Ранее уже отмечалось, что доминирование в литературе трехзвенной концепции строения правовой нормы не имеет достаточных оснований*(182) - ни исторических (см. выше), ни логических. Формальная логика не знает суждения, построенного по модели "если - то - иначе". И это не случайно. Трехэлементная модель - это чисто механическое соединение двух импликаций. Как же оно достигается? "...Из четырех элементов двух норм, - пишет Н.П. Томашевский, - искусственно конструируются три элемента одной нормы, так как оба элемента второй нормы (гипотеза и диспозиция) искусственно превращаются в санкцию первой нормы"*(183) (курсив мой. - В.Б.). Все-таки это не совсем так, поскольку "иначе" - это не простая логическая операция, подобная операциям "если" (условие) и "то" (следствие), а, по сути, новая гипотеза, с содержательной точки зрения отрицающая предыдущую. "Иначе" следует передать как если "условия (все или некоторые), описанные в такой-то норме, не имеют места быть", то "наступают последствия такие-то" - новая диспозиция, обыкновенно именуемая санкцией*(184). Можно сказать, что "иначе" - это своего рода "антигипотеза", но изложенная не описательным, а сокращенным способом. Сокращение же это оказывается допустимым именно за счет изложения антигипотезы непосредственно следом за запретительной или обязывающей диспозицией регулятивной нормы, т.е. по чисто технической причине. У норм же управомочивающих "антигипотез" ("если некто сделал нечто, то он приобрел такое-то право, а иначе..." - что "иначе"? неужели санкция?) просто не может быть.

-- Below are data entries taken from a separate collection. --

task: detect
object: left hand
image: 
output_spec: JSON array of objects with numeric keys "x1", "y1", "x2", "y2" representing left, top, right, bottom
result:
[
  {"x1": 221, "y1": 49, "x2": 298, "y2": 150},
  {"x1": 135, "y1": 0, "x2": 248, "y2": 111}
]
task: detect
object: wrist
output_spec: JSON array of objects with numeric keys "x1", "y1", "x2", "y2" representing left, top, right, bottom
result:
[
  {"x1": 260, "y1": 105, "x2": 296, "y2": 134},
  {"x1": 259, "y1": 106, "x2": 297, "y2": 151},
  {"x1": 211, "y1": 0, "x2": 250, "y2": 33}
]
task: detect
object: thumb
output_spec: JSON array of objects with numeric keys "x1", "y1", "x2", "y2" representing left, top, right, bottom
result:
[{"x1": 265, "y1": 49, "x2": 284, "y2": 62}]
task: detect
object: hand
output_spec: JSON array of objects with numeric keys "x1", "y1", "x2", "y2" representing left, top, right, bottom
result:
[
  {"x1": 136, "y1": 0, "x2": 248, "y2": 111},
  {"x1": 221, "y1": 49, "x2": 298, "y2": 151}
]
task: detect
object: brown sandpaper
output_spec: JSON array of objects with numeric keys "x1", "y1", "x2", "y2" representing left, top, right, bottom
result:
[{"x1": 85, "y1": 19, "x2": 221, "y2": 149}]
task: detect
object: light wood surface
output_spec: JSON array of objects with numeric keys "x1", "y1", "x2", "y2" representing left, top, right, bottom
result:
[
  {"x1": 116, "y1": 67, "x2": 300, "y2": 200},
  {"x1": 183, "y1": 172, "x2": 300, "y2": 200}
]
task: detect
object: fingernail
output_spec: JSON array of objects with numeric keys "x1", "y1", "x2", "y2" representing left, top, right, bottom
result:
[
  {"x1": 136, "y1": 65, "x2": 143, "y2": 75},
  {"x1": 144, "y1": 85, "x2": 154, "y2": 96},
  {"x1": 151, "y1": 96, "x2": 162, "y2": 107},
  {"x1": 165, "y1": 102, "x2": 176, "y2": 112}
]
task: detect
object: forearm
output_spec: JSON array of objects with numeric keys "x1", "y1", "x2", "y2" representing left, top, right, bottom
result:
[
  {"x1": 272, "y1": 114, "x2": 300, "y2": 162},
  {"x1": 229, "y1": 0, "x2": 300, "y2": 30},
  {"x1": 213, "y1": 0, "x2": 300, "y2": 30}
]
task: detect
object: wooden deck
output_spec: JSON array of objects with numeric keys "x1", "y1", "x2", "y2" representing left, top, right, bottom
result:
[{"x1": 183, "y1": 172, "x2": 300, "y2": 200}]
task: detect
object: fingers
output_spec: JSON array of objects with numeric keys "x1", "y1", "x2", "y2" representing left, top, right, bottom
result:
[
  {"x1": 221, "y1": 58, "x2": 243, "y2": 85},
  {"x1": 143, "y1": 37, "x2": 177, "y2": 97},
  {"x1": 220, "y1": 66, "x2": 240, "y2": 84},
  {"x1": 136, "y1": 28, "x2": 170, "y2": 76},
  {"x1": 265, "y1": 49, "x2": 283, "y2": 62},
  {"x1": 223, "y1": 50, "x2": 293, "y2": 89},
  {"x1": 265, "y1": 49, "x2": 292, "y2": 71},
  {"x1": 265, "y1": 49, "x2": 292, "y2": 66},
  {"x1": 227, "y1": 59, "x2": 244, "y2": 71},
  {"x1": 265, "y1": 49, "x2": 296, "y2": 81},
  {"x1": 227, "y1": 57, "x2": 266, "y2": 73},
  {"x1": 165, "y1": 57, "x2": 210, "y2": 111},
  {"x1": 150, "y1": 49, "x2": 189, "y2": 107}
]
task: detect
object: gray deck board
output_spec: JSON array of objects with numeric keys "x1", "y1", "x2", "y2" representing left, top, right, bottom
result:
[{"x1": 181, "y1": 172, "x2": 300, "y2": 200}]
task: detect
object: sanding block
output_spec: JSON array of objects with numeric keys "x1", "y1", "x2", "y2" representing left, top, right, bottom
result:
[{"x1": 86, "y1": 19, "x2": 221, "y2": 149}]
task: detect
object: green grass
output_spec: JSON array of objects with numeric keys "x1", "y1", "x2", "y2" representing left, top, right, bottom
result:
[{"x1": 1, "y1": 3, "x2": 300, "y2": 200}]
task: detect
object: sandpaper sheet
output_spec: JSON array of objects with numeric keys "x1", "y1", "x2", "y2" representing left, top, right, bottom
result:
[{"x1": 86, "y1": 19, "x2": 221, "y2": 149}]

Итак, пресловутая "трехэлементная модель" на поверку оказывается четырехэлементной: "если А. - то В.; а если А.*(185) - то С.". А., В., А. и С. - четыре элемента, из которых составлены две импликации. Но если можно соединить подобным образом две импликации, то почему бы не соединить три? четыре? пять? и больше? Где предел? Его явно нет, а значит, нет и смысла умножать сущности, объявляя правовой нормой произвольное объединение нескольких импликаций. Если правовая норма - это (как традиционно утверждается) "клеточка" права, его первичная "ячейка", то на роль таковой гораздо больше подходит одна импликация, ибо синтез любого числа элементов - это уже нечто "многоклеточное", правовая подсистема (конструкция, институт, отрасль)*(186).

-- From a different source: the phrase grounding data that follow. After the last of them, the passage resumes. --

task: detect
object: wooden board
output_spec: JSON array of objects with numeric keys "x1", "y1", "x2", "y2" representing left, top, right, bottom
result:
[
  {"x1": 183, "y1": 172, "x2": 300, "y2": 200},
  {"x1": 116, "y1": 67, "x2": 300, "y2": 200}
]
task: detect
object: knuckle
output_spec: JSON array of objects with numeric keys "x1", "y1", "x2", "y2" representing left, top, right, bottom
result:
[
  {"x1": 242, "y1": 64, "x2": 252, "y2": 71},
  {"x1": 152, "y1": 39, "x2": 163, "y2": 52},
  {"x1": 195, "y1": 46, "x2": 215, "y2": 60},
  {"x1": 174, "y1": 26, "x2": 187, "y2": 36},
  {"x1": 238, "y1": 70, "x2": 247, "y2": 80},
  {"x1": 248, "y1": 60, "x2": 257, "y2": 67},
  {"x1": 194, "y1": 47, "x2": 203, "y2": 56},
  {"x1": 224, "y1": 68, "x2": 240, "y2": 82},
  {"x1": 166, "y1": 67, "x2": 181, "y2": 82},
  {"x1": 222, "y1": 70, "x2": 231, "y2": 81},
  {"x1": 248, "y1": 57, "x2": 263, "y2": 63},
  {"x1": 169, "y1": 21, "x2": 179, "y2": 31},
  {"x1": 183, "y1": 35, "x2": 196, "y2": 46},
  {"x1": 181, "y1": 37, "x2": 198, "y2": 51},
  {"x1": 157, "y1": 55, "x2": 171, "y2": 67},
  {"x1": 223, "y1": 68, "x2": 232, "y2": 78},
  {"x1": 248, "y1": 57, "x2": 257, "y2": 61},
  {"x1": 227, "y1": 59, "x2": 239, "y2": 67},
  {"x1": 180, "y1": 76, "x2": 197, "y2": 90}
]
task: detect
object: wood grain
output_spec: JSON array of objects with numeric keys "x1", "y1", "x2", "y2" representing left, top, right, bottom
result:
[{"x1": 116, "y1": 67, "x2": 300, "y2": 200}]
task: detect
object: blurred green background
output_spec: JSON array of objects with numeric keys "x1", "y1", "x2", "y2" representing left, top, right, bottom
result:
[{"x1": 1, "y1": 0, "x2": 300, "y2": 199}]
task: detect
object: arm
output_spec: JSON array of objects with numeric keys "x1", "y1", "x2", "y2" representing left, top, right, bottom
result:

4. Гражданско-правовой называется правовая норма, регулирующая гражданские отношения (об их понятии и принципах - см. п. 1 ст. 2 ГК). Такое определение касается правовых норм, понимаемых как общеобязательные правила поведения, но не норм - объектов научного юридического изучения (импликативные логические суждения никаких отношений, как известно, не регулируют). Из числа же норм - импликативных суждений о юридическом значении тех или других фактических обстоятельств в качестве гражданско-правовых должны быть определены такие суждения, консеквентом (диспозицией) которых являются юридически защищенные (обеспеченные) поведенческие возможности или способности лиц - участников гражданских отношений. Говоря проще и казуистичнее, гражданско-правовыми называются суждения о правовом положении (право- и дееспособности) лиц - субъектов гражданских отношений, а также об их полномочиях (компетенции), секундарных и субъективных гражданских правах*(187).

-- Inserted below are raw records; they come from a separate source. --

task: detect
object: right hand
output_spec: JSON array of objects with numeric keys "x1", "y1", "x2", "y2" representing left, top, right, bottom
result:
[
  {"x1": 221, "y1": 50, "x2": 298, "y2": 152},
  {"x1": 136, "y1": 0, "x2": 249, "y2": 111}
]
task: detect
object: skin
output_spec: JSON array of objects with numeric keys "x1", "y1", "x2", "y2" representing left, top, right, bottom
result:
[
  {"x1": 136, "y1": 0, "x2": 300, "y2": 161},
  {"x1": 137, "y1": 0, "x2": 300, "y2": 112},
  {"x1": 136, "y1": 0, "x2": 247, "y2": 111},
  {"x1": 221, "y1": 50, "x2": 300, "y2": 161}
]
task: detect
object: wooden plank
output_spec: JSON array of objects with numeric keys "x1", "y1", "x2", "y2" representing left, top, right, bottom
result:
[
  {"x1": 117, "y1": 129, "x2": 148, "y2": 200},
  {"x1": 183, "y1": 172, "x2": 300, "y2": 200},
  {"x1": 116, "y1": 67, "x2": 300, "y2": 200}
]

Такое определение требует некоторых пояснений. Прежде всего, нужно указать, почему мы приписываем квалифицирующее значение одной только диспозиции нормы, игнорируя гипотезу. Причина - в свойствах импликативного суждения. Импликация всегда является истинной при истинности ее консеквента (даже при ложном антецеденте) либо при ложности антецедента (в том числе и при ложности консеквента)*(188). Напротив, истинность антецедента и ложность консеквента сами по себе еще не гарантируют истинности импликации. Антецедент суждения суть гипотеза нормы, консеквент - диспозиция нормы. Значит, для того чтобы судить об истинности правовой нормы как предмета научной критики, необходимо установить либо истинность ее диспозиции, либо ложность ее гипотезы; юриспруденция, однако (в отличие от логики), не может позволить себе исходить из заведомо ложных гипотез*(189). Истинность же диспозиции (в первую очередь, наличие или отсутствие субъективных прав и юридических обязанностей) устанавливается юридической наукой исходя из анализа юридических конструкций (элементов системы идеального частного права), в том числе в той мере, в которой они отразились в нормах положительного законодательства, т.е. определяется имманентно заложенным в ней соответствием правовой действительности, в нашем случае - гражданско-правовой. Следовательно, истинность консеквента одновременно означает и его соответствие правовой действительности, чего нельзя сказать о ситуации ложности антецедента. По этой причине юриспруденция как наука может позволить себе игнорировать импликативные суждения о гражданских правах и обязанностях с заведомо ложными (или, хотя бы, не проверенными на предмет соответствия истинности) антецедентами и ограничиться изучением норм с истинными консеквентами.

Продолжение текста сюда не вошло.